Turkey Lifts Provincial Restrictions
ANKARA, Turkey — Turkey lifted a 15-year state of emergency in the southeast Saturday, ending an era that saw security forces wield sweeping powers against Kurdish separatists in a conflict in which 30,000 died.
“A new, normal period is starting for the region,” Interior Minister Abdulkadir Aksu told reporters in Diyarbakir.
Parliament decided in June to schedule the end of emergency rule in the provinces of Sirnak and Diyarbakir after lifting it in two other provinces this year.
Turkey had imposed emergency rule, giving authorities extraordinary powers to detain suspects and carry out investigations, in 1987, three years after the Kurdistan Workers Party, or PKK, launched a violent campaign for independence.
Human rights groups argued that the special powers handed to police led to serious abuses.
Thousands of people fled to the major cities to escape the violence, deserting hundreds of villages.
Fighting subsided after 1999 when Turkey arrested PKK leader Abdullah Ocalan, who ordered the rebels to withdraw from Turkey to northern Iraq and campaign for greater cultural rights by political rather than military means.
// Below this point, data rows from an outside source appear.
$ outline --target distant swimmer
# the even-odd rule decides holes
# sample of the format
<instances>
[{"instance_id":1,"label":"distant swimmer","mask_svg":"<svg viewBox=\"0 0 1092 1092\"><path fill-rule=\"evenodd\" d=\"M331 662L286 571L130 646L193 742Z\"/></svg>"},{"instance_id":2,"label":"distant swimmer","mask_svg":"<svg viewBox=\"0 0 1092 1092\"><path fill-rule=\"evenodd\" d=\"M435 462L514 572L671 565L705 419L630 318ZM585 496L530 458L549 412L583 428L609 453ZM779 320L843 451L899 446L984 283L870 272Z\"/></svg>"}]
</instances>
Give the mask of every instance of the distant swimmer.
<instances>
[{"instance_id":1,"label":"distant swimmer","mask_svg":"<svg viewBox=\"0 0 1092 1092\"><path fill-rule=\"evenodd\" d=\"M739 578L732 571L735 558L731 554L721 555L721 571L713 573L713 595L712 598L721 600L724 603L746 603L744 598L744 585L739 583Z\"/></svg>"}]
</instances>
Residents of Diyarbakir welcomed the end of emergency rule, saying they hoped it would bring peace and help the economy. About 1,000 gathered in the city center Saturday to celebrate.
Turkey’s new Justice and Development Party government, which won a landslide victory in Nov. 3 elections, has vowed “zero tolerance” on torture and pledged a range of human rights reforms to meet European Union standards for membership.